The “places related” data were assembled by Boyer and Savageau (1981), who scored various cities across the US with the goal of objectively classifying different cities.
places <- read.csv("https://remiller1450.github.io/data/places.csv")
head(places)
## City Climate HousingCost HlthCare Crime Transp
## 1 Abilene,TX 521 6200 237 923 4031
## 2 Akron,OH 575 8138 1656 886 4883
## 3 Albany,GA 468 7339 618 970 2531
## 4 Albany-Schenectady-Troy,NY 476 7908 1431 610 6883
## 5 Albuquerque,NM 659 8393 1853 1483 6558
## 6 Alexandria,LA 520 5819 640 727 2444
## Educ Arts Recreat Econ CaseNum Long Lat Pop StNum
## 1 2757 996 1405 7633 1 -99.6890 32.5590 110932 44
## 2 2438 5564 2632 4350 2 -81.5180 41.0850 660328 36
## 3 2560 237 859 5250 3 -84.1580 31.5750 112402 11
## 4 3399 4655 1617 5864 4 -73.7983 42.7327 835880 35
## 5 3026 4496 2612 5727 5 -106.6500 35.0830 419700 33
## 6 2972 334 1018 5254 6 -92.4530 31.3020 135282 19
The nine rating criteria used are: Climate and Terrain, Housing, Health Care and Environment, Crime, Transportation, Education, The Arts, Recreation, Economics.
For all but two of the above criteria, the higher the score, the better; for Housing and Crime, the lower the score the better.
The scores are computed based upon the following items:
Our analysis goal is to find trends and characterize individual cities using fewer variables.
Question 5:
Use the prcomp
to perform PCA on the places related data, be sure to remove the city’s name, case number, lat/long, population, and StNum.
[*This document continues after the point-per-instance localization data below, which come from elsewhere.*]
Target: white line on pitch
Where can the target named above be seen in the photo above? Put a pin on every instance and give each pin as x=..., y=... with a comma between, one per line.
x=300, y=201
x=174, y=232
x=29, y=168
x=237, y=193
Use the loadings to come up with an interpretation for the first three principal components.
head(places)
## City Climate HousingCost HlthCare Crime Transp
## 1 Abilene,TX 521 6200 237 923 4031
## 2 Akron,OH 575 8138 1656 886 4883
## 3 Albany,GA 468 7339 618 970 2531
## 4 Albany-Schenectady-Troy,NY 476 7908 1431 610 6883
## 5 Albuquerque,NM 659 8393 1853 1483 6558
## 6 Alexandria,LA 520 5819 640 727 2444
## Educ Arts Recreat Econ CaseNum Long Lat Pop StNum
## 1 2757 996 1405 7633 1 -99.6890 32.5590 110932 44
## 2 2438 5564 2632 4350 2 -81.5180 41.0850 660328 36
## 3 2560 237 859 5250 3 -84.1580 31.5750 112402 11
## 4 3399 4655 1617 5864 4 -73.7983 42.7327 835880 35
## 5 3026 4496 2612 5727 5 -106.6500 35.0830 419700 33
## 6 2972 334 1018 5254 6 -92.4530 31.3020 135282 19
Question 6
Construct a scree plot and determine much of the variation in data is contained in the first three principal components? Also, provide an argument for reducing these data to only the first three principal components.
Question 7:
Use fviz_pca_ind
to construct a plot displaying relationship between the first two principal component scores of these cities colored by log-population (use base 10). How does population appear to be related to these components?
Question 8:
Place 213 is New York City, use the first two principal components to characterize New York city.